John, one of my roommates, had never learned to cook. His family had always had a lot of money and servants. But, just before he came to college, his family had a major setback and lost almost everything. He not only had nonexistent culinary skills, but now he had very little money.


He had spent some time in South America, and determined that the best and cheapest thing to eat would be beans. He said he liked beans. So, every other day he would put a huge pot of beans on to cook. Sometimes he ate them three times per day.


Unfortunately, beans affected John in the same way that they affect many people. He became a methane factory with production that would put a natural gas company to shame. Fortunately, I did not share his bedroom, but those who did were desperate. They claimed they had to open their window at night, even in the winter, or they would all suffocate by morning.


John didn’t like to make his bed, so he, instead, only used a sleeping bag. One night, David, who slept in the bunk below John, was having a nightmare. He dreamed he was in a war, and the enemy was using mustard (and bean) gas, making it necessary for him to search for a gas mask. When he awoke and realized he really did need one, he hit on an idea. He quietly climbed out of his bed and zipped John’s sleeping bag up to his neck.


The next morning, when David got up, he told us his story and claimed his night had been much better after that. However, he said he didn’t know what John would do once he woke up. We didn’t have to wait long. We knew the moment John unzipped his sleeping bag, because a sudden blast of air, as rancid as that of any skunk, flooded the apartment.

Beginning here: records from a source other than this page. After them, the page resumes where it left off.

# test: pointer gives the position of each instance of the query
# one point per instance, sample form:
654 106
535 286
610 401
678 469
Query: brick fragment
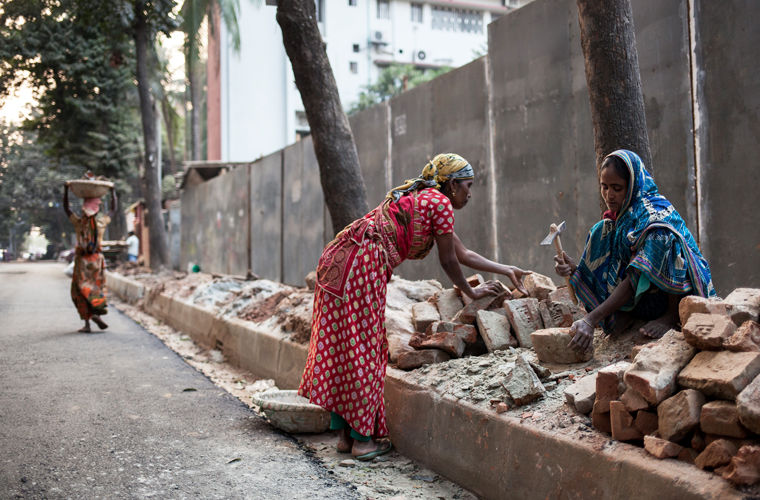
539 286
745 339
722 418
621 423
654 370
679 414
414 359
555 314
495 330
708 331
522 383
744 468
552 346
661 448
423 314
582 393
524 317
720 374
748 406
716 454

Our eyes started to water and everyone started coughing even as I ran to open the door and David worked to open a window. John came out yawning, seemingly unaware of the aroma that followed him or the distress it was causing us.

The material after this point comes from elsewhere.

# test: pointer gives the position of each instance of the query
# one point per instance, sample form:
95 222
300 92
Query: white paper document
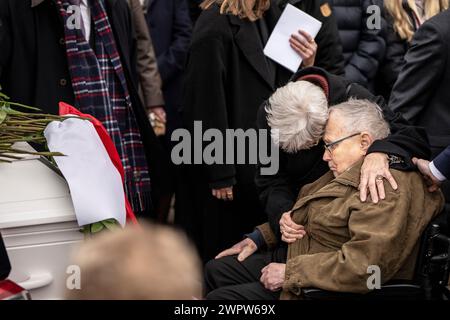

From then on, every night after John went to sleep, David would quietly zip John’s sleeping bag up tight. This made it bearable for the others in that bedroom. But each morning when John woke and unzipped it, it was as if a high pressure septic line had burst into our apartment.


No one wanted to offend John, nor did we know how to approach him about it. Many of us tried. We even offered to share our food, trying to get him onto another diet, but he always said he liked the way the beans made him feel and the energy they gave him.


“High octane gas,” Bryce whispered to me. “Great for internal combustion, but deadly for those behind the exhaust pipe.”


No matter how many hints we dropped, nor how hard we tried, he never seemed to catch on. He always thought we were talking about someone else.


Finally, we could take it no more. So one day, when John was in class, we held an apartment council.


“I have an idea,” Bryce said. “Let’s pack up his stuff and put it outside and lock the door.”


I shook my head. “John doesn’t have much money, and he has paid to stay here just like the rest of us.”


“I was only teasing,” Bryce replied, though I’m not sure he was.


“Well, let’s look at the facts,” David said. “We know John won’t eat anything but beans, and beans give him gas. So the only option I see is that we need to change them for something else.


“Like a twenty-year, Rip Van Winkle sleeping potion,” Steve said.


Suddenly, Bryce snapped his fingers. “I’ve got it! I am taking chemistry, and we are always talking about ph. balance and all that stupid stuff. Well, for once, maybe I can find a use for all of that nonsense. There has got to be something that will counteract those beans.”


And with that, the greatest chemistry experiment in the history of mankind was launched.